Große Freude bei Haas: Hätten mehr Probleme erwartet

, 26.02.2016

Das Haas-Team zeigte bei den Testfahrten in Barcelona eine starke Vorstellung - Den Haas-Chef beeindruckt das Team jedoch vor allem im Umgang mit Problemen

Wenn es bei den ersten von zwei Formel-1-Testfahrten auf dem Circuit de Barcelona-Catalunya eine Offenbarung gegeben hat, dann das neue Haas-Team. Romain Grosjean und Esteban Gutierrez spulten an den vier Tagen der ersten Testwoche insgesamt 281 Runden ab. Obwohl Kinderkrankheiten wie der defekte Frontflügel oder die Elektronikprobleme das neue Team etwas Zeit kosteten, haben Gene Haas und Teamchef Günther Steiner mit Recht ein breites Lächeln im Gesicht.

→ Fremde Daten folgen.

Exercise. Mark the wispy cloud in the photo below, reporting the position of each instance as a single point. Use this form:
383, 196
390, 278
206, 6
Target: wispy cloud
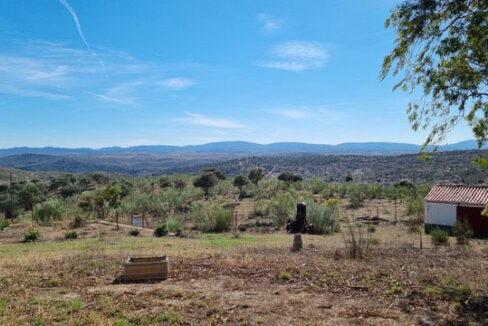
309, 112
120, 94
11, 90
297, 56
293, 114
32, 70
47, 68
201, 120
80, 31
268, 23
176, 83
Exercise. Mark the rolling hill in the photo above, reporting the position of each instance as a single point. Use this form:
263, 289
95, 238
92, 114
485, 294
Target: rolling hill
448, 166
241, 147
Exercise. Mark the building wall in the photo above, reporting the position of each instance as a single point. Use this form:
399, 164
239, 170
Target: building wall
440, 214
477, 222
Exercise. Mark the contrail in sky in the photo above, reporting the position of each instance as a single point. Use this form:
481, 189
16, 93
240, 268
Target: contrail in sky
80, 31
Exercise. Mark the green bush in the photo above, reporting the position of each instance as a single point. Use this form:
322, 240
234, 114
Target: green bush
223, 219
134, 232
160, 230
356, 197
208, 217
49, 210
71, 235
31, 235
173, 225
439, 236
281, 208
322, 219
463, 232
3, 224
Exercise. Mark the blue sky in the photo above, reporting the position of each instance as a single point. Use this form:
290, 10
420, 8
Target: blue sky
101, 73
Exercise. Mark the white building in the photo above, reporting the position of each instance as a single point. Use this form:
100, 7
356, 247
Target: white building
445, 204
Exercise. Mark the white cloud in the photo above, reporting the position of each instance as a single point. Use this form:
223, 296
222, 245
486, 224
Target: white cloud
316, 113
177, 83
80, 31
269, 24
11, 90
47, 68
293, 114
32, 70
297, 56
201, 120
120, 94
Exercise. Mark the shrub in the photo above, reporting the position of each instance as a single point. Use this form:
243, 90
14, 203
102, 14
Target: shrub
439, 236
356, 197
71, 235
334, 204
208, 217
415, 206
169, 316
223, 220
160, 230
284, 276
173, 225
463, 232
31, 235
260, 209
134, 232
49, 210
3, 224
322, 219
357, 241
281, 208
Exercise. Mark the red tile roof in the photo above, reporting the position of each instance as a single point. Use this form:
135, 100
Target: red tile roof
470, 195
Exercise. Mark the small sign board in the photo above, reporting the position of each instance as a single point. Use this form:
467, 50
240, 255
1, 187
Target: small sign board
137, 221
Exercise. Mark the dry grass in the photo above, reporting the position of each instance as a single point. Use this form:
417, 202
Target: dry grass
221, 279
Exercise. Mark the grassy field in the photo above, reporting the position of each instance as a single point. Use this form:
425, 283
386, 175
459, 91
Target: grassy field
245, 280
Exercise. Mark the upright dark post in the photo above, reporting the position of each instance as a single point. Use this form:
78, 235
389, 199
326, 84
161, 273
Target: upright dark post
298, 226
11, 210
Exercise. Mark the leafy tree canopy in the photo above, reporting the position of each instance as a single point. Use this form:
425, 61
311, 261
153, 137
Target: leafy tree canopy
441, 46
289, 177
206, 181
219, 174
240, 181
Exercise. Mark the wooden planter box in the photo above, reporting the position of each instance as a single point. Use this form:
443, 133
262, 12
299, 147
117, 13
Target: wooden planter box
146, 268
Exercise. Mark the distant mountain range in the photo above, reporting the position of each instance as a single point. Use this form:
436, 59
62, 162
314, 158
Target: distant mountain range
241, 147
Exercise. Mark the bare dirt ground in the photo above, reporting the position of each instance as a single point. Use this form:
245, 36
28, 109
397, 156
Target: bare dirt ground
251, 280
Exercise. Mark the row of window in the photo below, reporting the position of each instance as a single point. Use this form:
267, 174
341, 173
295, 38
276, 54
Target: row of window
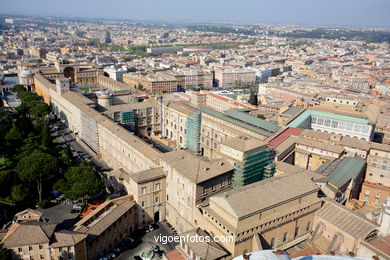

Zum krönenden Abschluss konnte Esteban Gutierrez am Donnerstag eine komplette Renndistanz mit dem VF-16 zurücklegen. "Damit konnten wir im Vorfeld nicht rechnen, ich hätte viel mehr Probleme erwartet", sagt Steiner, dem die Zufriedenheit sichtlich anzumerken war. "Eine ganze Renndistanz abzuspulen war richtig cool. Man hofft zwar stets das Beste, aber man konnte als neues Team nicht mit einer solchen Erwartungshaltung in die Testfahrten gehen. Hätte man das getan, wäre man nur enttäuscht worden. So können wir aus dem Barcelona-Test wirklich Mut schöpfen. Ich will wirklich nicht arrogant klingen, aber wir aber ich bin positiv überrascht und stolz."

Für das Team war die Simulation eines kompletten Formel-1-Rennens Gold wert: So konnten wichtige Daten nun bereits schon in der ersten Woche gewonnen werden. "In erster Linie wollten wir ein Gefühl für die Reifen ihren Verschleiß gewinnen", erläutert Steiner. " Wir haben ja keine Daten, auf die wir zurückgreifen können, sondern lediglich ein paar erfahrene Leute, die bislang an anderen Autos gearbeitet haben. Aus diesem Grund habe er nicht einmal die Zeiten mit der Konkurrenz verglichen.

Für jedes Problem eine Lösung

Ganz ohne Probleme lief es natürlich nicht, aber von Bastelbuden früherer neuer Formel-1-Teams, die zum Teil noch beim Saisonauftakt im freien Training ihre Fahrzeuge zusammengeschraubt haben, ist das Team von Gene Haas ganz weit entfernt. Am ersten Tag der Testfahrten ging der Frontflügel zu Bruch, wodurch das Team den Rest des Tages mit reduzierter Geschwindigkeit fuhr. Doch das Team beeindruckte Steiner mit seiner Anpassungsfähigkeit: "Wir haben schon am nächsten Tag das Fahrzeug wieder mit Höchstgeschwindigkeit bewegt. Ich bin da sehr stolz auf die Mannschaft."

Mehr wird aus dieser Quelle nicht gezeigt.